距离高飞他们足有五十米远的一丛灌木丛前,李德才嘴上的香烟,忽明忽暗的。
“见过一面。”
倚在树上的兔子,嘴里叼着一根草梗,回忆道:“去年的这个时侯,我就是在进山的路上,先遇到了飞哥——嗯,当然了,那时候的飞哥,是别人假扮的。随后呢,就遇到了一个老太太。听说那个老太太,是假扮飞哥那个人的老娘。”
陈果果以前假扮高飞,来岭南主动送死这这件事,现在对兔子等人这些高飞的心腹来说,已经不再是啥秘密了。
不过兔子等人都对‘姨太’很怵头,就算背地里提起她时,也一般用‘那个人’来专指她:“嘿嘿,她老娘可不客气,我一个没有答应到,大嘴巴子就抽了过来,让我感到那叫一个天旋地转。”
“没办法,谁让你就是长了一张欠揍的脸呢?”
萨拉娜在旁边冷笑道。
兔子翻了个白眼,随即就是一脸讨好的笑容:“小娜你说的很对,我这人就长了一张欠揍的脸。但话又说回来了,无论你怎么抽我,我都会当作是一种恩赐,可要是别人,比方陈大傻(他给陈大彪起的外号)要是敢动我,我肯定给他来个白刀子进,红刀子……”
陈大彪抬手,就在兔子后脑勺抽了一巴掌,低声骂道:“滚蛋,你们公母俩人打情骂俏的,扯我干嘛?继续说!”
“嘿。”
兔子被抽了一巴掌,也没在意,笑了笑继续说:“那个人的老妈走了后,我刚拐过山角,就遇到了红姐。唉,话说当时我看到红姐时,可没有因为她长的漂亮就对她有非分之想,只担心她会学那个老太婆揍我。”
“可我没想到的是,红姐不但没对我动手动脚,在我告诉她那些事后,还给了我一些小费。”
兔子吐掉嘴里的草梗,望着山洞那边喃喃的说:“她是个好女人,一等一的好女人——与小娜一样不分上下,可她却没有小娜的好运气,遇到我这样一个痴情的男人。”

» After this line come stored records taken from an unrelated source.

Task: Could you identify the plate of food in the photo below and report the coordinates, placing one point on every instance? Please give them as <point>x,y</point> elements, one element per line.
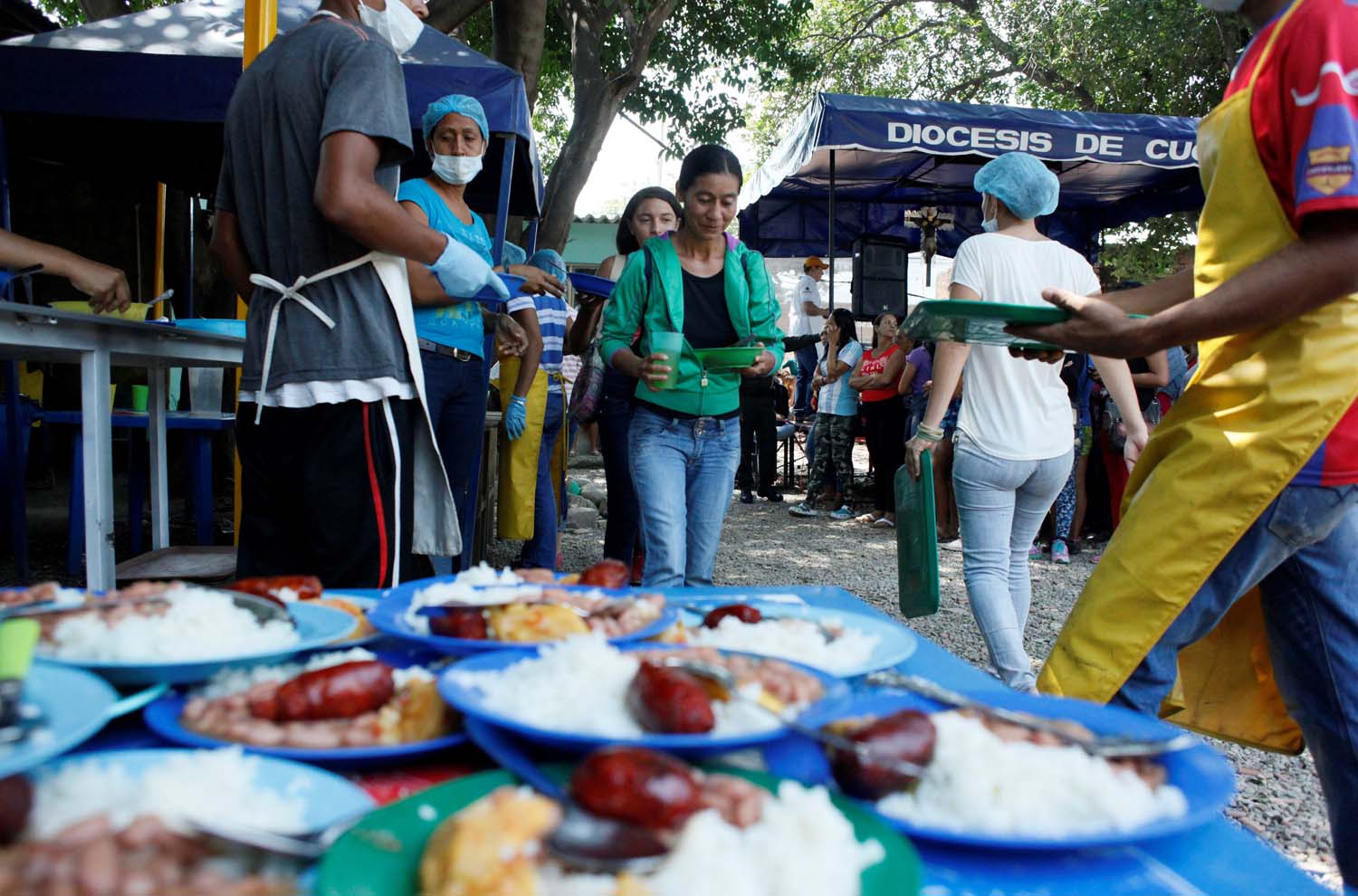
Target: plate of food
<point>181,633</point>
<point>584,692</point>
<point>124,819</point>
<point>285,589</point>
<point>64,708</point>
<point>456,618</point>
<point>988,784</point>
<point>841,643</point>
<point>725,833</point>
<point>344,708</point>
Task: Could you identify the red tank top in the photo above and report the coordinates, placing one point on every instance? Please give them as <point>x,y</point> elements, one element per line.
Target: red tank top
<point>875,364</point>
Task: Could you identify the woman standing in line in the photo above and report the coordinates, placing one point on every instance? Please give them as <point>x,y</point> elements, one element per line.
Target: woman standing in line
<point>877,377</point>
<point>1013,450</point>
<point>695,288</point>
<point>836,413</point>
<point>649,212</point>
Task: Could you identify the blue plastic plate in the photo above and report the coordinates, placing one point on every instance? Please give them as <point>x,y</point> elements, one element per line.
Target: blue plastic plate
<point>1200,773</point>
<point>470,702</point>
<point>217,326</point>
<point>895,643</point>
<point>317,627</point>
<point>163,719</point>
<point>388,616</point>
<point>329,797</point>
<point>75,705</point>
<point>591,285</point>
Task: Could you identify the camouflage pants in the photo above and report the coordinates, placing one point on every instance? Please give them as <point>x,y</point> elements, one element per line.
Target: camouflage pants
<point>834,445</point>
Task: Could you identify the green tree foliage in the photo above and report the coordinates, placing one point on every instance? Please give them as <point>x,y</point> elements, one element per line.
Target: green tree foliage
<point>1168,57</point>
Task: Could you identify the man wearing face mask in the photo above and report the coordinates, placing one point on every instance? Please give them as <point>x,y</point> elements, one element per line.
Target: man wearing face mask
<point>333,434</point>
<point>1251,634</point>
<point>451,336</point>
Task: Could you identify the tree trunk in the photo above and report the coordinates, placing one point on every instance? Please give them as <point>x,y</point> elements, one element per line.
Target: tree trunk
<point>97,10</point>
<point>519,37</point>
<point>448,15</point>
<point>597,108</point>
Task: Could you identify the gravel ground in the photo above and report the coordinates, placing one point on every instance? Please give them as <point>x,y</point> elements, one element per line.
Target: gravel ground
<point>1279,796</point>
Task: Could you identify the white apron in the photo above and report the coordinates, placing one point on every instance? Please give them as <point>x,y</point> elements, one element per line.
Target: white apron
<point>436,532</point>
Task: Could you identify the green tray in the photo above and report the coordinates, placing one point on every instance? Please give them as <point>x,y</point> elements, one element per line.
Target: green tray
<point>917,540</point>
<point>380,854</point>
<point>735,357</point>
<point>978,322</point>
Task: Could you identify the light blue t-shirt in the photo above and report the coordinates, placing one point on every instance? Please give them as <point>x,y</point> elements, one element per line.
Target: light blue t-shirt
<point>456,325</point>
<point>839,398</point>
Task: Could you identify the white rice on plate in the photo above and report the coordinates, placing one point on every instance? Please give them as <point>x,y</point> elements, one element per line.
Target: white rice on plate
<point>238,681</point>
<point>980,784</point>
<point>185,785</point>
<point>197,624</point>
<point>801,846</point>
<point>579,686</point>
<point>792,638</point>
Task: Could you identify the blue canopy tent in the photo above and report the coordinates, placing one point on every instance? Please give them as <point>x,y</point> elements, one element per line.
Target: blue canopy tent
<point>855,165</point>
<point>147,94</point>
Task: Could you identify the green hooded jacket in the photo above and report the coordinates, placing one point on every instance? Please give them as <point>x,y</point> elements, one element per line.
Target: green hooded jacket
<point>649,298</point>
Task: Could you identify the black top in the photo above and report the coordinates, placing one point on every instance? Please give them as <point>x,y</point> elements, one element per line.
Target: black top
<point>706,323</point>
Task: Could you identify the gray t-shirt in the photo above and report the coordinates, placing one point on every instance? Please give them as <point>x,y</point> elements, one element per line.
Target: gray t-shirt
<point>329,75</point>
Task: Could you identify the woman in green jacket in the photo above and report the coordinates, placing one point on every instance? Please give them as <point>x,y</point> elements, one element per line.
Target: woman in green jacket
<point>700,288</point>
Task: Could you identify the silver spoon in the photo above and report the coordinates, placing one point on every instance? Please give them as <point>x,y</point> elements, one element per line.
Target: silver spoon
<point>1103,746</point>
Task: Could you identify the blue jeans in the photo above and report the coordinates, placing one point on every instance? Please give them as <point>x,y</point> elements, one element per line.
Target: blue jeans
<point>616,409</point>
<point>684,472</point>
<point>1001,505</point>
<point>540,550</point>
<point>806,372</point>
<point>456,393</point>
<point>1303,553</point>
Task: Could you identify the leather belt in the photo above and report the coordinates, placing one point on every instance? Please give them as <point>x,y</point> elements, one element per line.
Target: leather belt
<point>447,350</point>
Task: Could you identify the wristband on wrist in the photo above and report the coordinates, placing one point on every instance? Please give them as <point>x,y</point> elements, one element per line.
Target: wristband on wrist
<point>929,434</point>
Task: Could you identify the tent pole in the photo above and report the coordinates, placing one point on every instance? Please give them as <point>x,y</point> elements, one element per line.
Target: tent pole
<point>831,253</point>
<point>502,203</point>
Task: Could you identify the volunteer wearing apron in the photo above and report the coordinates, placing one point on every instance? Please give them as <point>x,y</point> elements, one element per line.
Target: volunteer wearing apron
<point>453,336</point>
<point>1257,464</point>
<point>333,436</point>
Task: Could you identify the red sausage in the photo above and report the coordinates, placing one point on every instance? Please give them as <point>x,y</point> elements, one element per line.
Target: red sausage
<point>636,785</point>
<point>461,624</point>
<point>868,774</point>
<point>670,701</point>
<point>744,613</point>
<point>271,586</point>
<point>340,691</point>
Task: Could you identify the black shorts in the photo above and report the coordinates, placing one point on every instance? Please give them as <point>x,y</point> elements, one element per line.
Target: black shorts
<point>320,491</point>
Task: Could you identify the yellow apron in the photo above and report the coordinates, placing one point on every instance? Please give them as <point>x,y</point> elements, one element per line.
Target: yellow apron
<point>1258,409</point>
<point>519,458</point>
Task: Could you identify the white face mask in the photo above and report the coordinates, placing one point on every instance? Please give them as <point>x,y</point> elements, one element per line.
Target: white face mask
<point>989,224</point>
<point>456,170</point>
<point>397,24</point>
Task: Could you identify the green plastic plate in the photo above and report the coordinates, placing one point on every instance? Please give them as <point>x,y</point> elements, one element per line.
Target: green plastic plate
<point>977,322</point>
<point>380,854</point>
<point>917,540</point>
<point>735,357</point>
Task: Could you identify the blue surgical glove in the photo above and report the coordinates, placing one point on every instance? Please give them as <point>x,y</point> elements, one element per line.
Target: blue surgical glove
<point>462,273</point>
<point>516,417</point>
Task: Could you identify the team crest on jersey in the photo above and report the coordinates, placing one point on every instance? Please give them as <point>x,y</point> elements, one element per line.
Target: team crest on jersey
<point>1330,168</point>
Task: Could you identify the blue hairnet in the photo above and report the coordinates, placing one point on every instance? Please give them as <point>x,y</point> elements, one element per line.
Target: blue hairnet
<point>1021,182</point>
<point>461,103</point>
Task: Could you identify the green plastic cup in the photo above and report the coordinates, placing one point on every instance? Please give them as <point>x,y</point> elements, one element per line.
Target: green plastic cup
<point>670,345</point>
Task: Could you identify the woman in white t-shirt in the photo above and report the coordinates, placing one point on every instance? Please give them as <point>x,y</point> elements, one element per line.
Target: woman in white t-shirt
<point>1013,450</point>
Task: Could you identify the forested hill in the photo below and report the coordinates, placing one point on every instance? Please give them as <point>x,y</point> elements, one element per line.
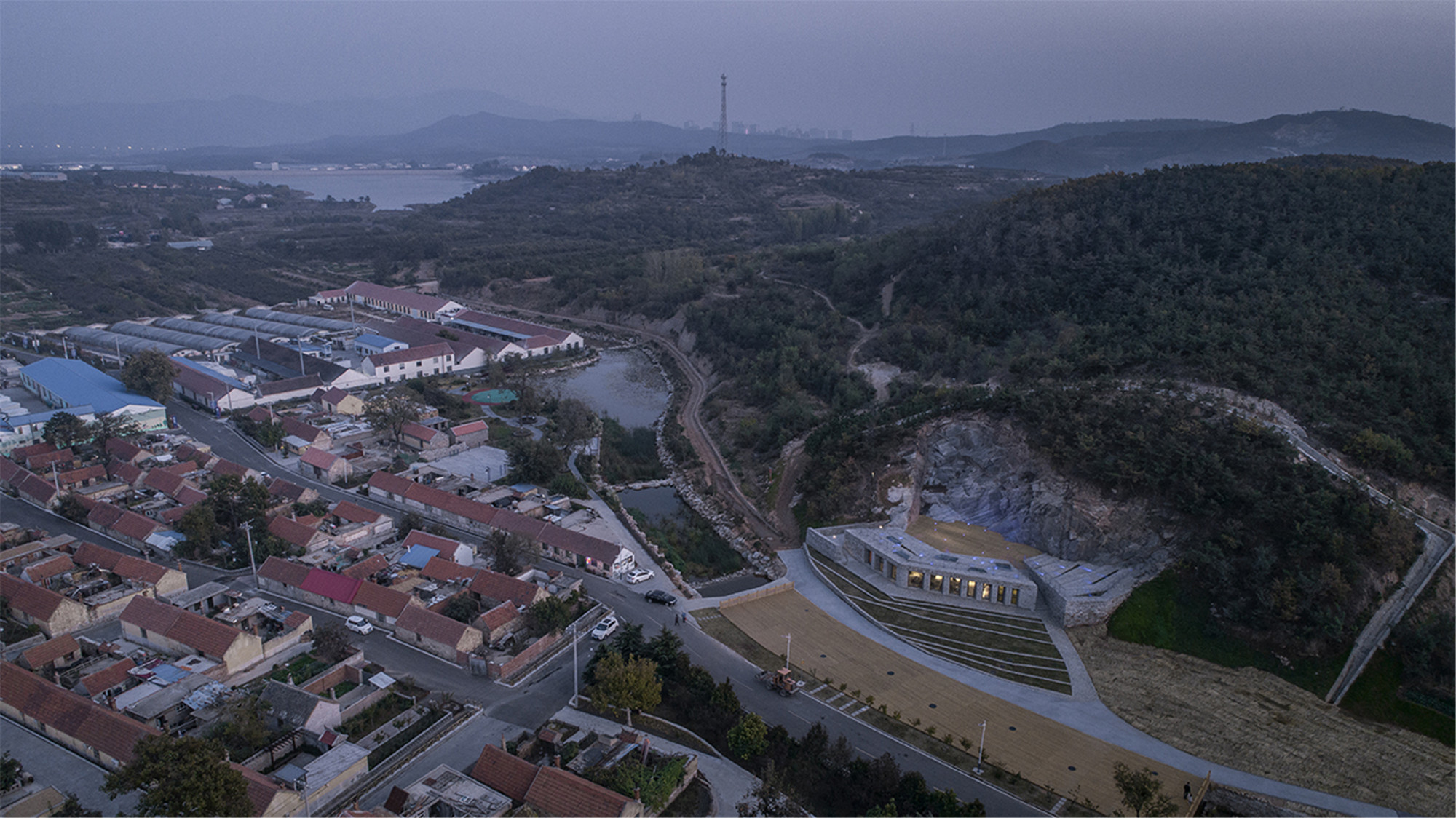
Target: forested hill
<point>720,197</point>
<point>1324,285</point>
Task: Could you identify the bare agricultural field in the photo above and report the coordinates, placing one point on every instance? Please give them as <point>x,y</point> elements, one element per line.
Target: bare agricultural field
<point>1017,740</point>
<point>972,541</point>
<point>1262,724</point>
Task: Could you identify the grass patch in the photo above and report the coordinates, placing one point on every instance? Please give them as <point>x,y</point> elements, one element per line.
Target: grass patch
<point>1171,614</point>
<point>1377,695</point>
<point>304,667</point>
<point>724,631</point>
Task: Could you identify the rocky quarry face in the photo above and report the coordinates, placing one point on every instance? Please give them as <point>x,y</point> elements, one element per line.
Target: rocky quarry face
<point>982,472</point>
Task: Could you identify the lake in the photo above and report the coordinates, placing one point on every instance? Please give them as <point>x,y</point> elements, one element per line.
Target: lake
<point>389,190</point>
<point>624,385</point>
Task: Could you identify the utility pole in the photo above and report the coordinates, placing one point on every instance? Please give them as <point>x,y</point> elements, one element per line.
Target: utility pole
<point>723,120</point>
<point>253,561</point>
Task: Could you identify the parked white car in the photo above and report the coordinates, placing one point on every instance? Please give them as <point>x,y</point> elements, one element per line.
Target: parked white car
<point>605,628</point>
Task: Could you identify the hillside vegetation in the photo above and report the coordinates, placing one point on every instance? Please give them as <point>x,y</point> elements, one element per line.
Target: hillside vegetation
<point>1324,287</point>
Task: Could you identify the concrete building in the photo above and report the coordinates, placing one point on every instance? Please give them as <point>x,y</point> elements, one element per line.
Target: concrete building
<point>392,301</point>
<point>534,338</point>
<point>65,384</point>
<point>184,632</point>
<point>917,570</point>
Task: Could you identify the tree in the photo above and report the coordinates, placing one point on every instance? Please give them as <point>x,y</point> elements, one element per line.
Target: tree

萨拉娜猛翻白眼,要不是陈大彪李德才俩人在场,看样子她会直接拿刀砍了兔子:谁让这家伙说话这么肉麻,不要脸了?
“哎哟!”
就在李德才准备取笑一下兔子跟小娜俩人时,忽然听到那边的高飞哎哟了一声。
本能的,四个人齐刷刷的冲了过去:“飞哥,怎么了!”
高飞甩了下左手,把一个东西甩了出去,摇了摇头说:“没什么,被一个小爬虫给咬了一下。”
原来,刚才高飞端着酒杯在那儿自斟自饮时,可能是受到菜肴的香气所吸引,一条跟壁虎差不多大小的蜥蜴,从草丛中爬了过来。
高飞是跪坐在地上的,左手就伏在地上,正回忆跟红姐过往的那些美好片段时,没想到小手指却被那条小蜥蜴,当做菜肴给啃了一口。
高飞一疼,条件反射般的抬手一甩,就把那条眼神不好使的小蜥蜴甩到草丛中去了,借着手电光一看,小手指被咬上了两个清晰的牙印,有丝丝鲜血淌了出来。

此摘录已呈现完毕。